The attack was announced on official CD Projekt Red social media feeds earlier today. The company gave a brief rundown of what had happened, what the damage is and how they intend to respond. The hackers also left a little (laughably worded) ransom note, describing what they claim to have stolen and what they believe the results of their stunt will be on the company’s image, provided CDPR does not respond to negotiate.

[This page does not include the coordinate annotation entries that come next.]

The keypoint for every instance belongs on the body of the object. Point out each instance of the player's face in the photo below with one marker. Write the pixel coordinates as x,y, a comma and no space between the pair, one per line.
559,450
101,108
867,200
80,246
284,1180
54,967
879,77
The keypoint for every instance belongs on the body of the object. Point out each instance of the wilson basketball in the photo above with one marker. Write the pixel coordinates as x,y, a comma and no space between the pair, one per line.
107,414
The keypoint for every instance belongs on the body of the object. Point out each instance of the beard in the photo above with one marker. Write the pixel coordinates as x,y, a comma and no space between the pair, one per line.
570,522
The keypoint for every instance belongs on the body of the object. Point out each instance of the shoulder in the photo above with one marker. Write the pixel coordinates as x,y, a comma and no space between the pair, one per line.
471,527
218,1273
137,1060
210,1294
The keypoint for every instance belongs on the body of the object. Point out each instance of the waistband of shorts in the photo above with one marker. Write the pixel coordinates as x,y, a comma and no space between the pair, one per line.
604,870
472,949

Among the stolen documents is, allegedly, the full source code of Cyberpunk 2077, Gwent, and two versions of The Witcher 3: Wild Hunt one of which is a never before seen, unreleased version. The attackers also claim to have stolen legal, financial and HR documents from the company, which they believe would reveal harmful information about CDPR if leaked. It has been made clear that CD Projekt Red does not intend to contact or negotiate with the attackers at all. The company noted that encrypted devices have been restored using backups and the IT infrastructure has been secured. Additionally, authorities and forensics experts were also notified to help with the investigation. Hopefully those who committed this act will be swiftly found and brought to justice. Luckily, no personal user data was compromised during the attack, which could have made the fallout much more severe.

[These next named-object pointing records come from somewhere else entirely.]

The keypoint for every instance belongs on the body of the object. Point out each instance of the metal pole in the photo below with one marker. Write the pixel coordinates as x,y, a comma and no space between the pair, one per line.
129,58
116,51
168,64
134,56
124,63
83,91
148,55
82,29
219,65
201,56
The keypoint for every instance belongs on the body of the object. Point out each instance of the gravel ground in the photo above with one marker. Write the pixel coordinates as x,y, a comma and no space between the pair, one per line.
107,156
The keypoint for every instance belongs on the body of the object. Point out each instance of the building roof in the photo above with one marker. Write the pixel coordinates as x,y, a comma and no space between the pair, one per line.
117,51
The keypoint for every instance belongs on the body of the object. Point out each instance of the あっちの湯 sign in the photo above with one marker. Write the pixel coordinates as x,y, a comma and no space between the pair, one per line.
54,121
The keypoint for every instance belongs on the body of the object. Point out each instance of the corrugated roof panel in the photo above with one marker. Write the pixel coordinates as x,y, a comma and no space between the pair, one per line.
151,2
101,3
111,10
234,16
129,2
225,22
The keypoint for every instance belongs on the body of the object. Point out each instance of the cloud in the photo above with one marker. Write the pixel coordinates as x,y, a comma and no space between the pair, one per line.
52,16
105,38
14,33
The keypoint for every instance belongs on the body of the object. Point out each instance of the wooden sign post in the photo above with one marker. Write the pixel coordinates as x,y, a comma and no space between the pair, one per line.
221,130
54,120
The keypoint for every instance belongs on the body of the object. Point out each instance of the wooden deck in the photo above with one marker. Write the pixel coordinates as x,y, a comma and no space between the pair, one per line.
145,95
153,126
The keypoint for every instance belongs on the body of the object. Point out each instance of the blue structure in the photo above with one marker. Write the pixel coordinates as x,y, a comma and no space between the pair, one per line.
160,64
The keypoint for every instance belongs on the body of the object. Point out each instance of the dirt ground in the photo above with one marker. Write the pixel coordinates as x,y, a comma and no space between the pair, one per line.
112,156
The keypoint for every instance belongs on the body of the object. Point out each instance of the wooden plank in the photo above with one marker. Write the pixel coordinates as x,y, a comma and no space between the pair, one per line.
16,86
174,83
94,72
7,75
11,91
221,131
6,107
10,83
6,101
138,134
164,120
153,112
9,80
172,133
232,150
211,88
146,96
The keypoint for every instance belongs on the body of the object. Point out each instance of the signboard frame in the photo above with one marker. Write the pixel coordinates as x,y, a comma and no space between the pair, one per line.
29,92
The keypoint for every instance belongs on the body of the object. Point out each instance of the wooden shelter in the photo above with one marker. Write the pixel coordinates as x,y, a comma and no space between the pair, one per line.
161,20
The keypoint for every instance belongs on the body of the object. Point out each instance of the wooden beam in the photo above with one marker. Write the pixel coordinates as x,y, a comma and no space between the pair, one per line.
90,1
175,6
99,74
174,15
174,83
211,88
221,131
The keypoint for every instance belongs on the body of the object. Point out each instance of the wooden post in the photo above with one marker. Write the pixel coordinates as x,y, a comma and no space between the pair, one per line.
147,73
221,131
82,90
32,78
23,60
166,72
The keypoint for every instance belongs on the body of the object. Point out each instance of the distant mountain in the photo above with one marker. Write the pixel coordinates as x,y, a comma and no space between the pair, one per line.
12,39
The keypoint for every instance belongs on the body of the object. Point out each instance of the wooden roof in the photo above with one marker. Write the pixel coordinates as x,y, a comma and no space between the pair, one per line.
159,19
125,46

This cyber attack comes soon after a string of unfortunate events weighing down the developer. CD Projekt Red has faced harsh criticism for the state in which Cyberpunk 2077 launched, had a class action lawsuit filed against them by a disgruntled investor, introduced more game breaking bugs with a problematic patch, and had to warn users away from mods temporarily right after launching official modding tools, due to a vulnerability that would allow external code to be executed on PCs. Hopefully things will change for the better going forward, with multiple patches lined up with the intent of fixing the game, and the free DLC program which will follow them.